The preliminary reading of the purchasing managers index, a main gauge of factory operating activity, dropped to 47.7 in July, down from 48.2 in June, HSBC said on Wednesday.
The HSBC PMI has been below 50 since May, meaning contraction in the manufacturing industry, while a reading above 50 indicates expansion.
In July, all of the subindexes of the HSBC PMI, including output, new orders, new exports and employment, declined.
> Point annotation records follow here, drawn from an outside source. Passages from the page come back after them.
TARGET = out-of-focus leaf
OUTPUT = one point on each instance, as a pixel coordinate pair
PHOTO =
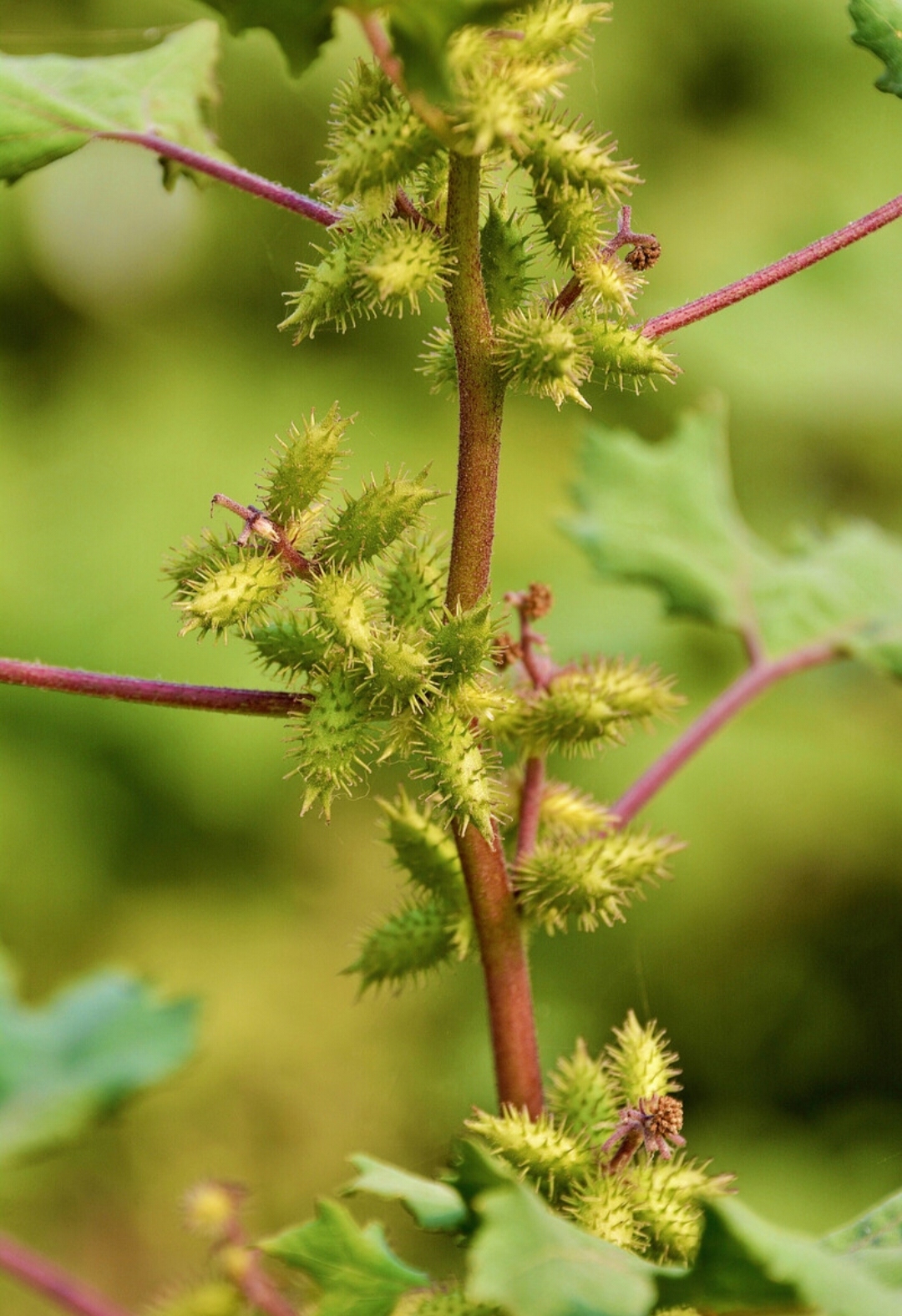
(356, 1269)
(665, 515)
(433, 1206)
(879, 28)
(746, 1263)
(531, 1263)
(77, 1058)
(50, 105)
(301, 27)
The employment subindex has dropped for four consecutive months, standing at 47.3 in July, compared with 47.6 in June.
The manufacturing sector contributes nearly one-third to China's GDP, which is experiencing a growth slowdown.
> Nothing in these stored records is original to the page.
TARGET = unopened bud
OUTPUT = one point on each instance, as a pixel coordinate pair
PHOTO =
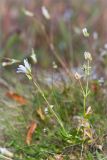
(77, 76)
(87, 56)
(85, 32)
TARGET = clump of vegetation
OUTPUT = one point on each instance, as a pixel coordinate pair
(55, 137)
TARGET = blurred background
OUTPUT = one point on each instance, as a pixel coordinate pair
(59, 34)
Qu Hongbin, chief economist for China and co-head of Asian economic research at HSBC, said a weakening manufacturing sector may add pressure to the labor market.
"As the government has recently stressed that securing a minimum level of growth is required to ensure stable employment, the PMI reinforces the need to introduce additional fine-tuning measures to stabilize growth," Qu said.
But Wang Tao, chief China economist with UBS, said that the economic slowdown has not led to significant job losses so far, as new jobs in urban areas and the number of migrant workers are still growing steadily.
Solid growth in the service sector and demographic shifts in the labor market mean the country's employment situation will be better than five years ago, Wang said.
The service sector is providing more than 36 percent of the nation's jobs, compared with 30 percent from the industrial sector.
"This will support the government's decision not to roll out big stimulus measures and to focus on far-reaching reforms," Wang said.
Premier Li Keqiang has indicated that the government is not likely to introduce major stimulus measures as long as the growth and unemployment rates remain in a "safe zone".
Zhu Hongren, chief engineer at the Ministry of Industry and Information Technology, said at a news conference on Wednesday that weak demand and overcapacity are key difficulties facing Chinese industry.
"The task of industrial transformation and upgrading is urgent. We should not slacken and must face it seriously," despite growing challenges, he said.
Amid the economic slowdown, the situation facing small and micro-enterprises is becoming tougher, because of increased labor and financing costs, Zhu said.
On Wednesday, the Shanghai Composite Index slipped 0.52 percent to 2,033.33 as the market fretted over the outlook for manufacturing.
In the first six months, industrial output increased 9.3 percent year-on-year, compared with 9.1 percent in the first quarter, the National Bureau of Statistics said.
FocusEconomics Consensus Forecast, a global research institution in Spain that provides economic forecasts for more than 70 countries, downgraded its prediction for China's industrial production growth on Monday to 9.5 percent in 2013 from 10.3 percent.
Zhang Wenhua, owner of a company in Nanjing, Jiangsu province, which exports machinery to Europe, said, "I have cut the number of production lines from three to one since the middle of last year and the number of employees was also reduced from 300 to half that, to minimize costs."
Zhang added that the company's performance is not expected to improve this year, compared with 2012, due to lasting negative effects of a weak global recovery.
Shoe company Wenzhou Jinlishi saw new orders fall by more than 20 percent from a year earlier in the first half.
"If we fail to make a profit until the end of September, we will probably stop production to prevent more losses," said Ke Zhongliang, a sales manager at the company.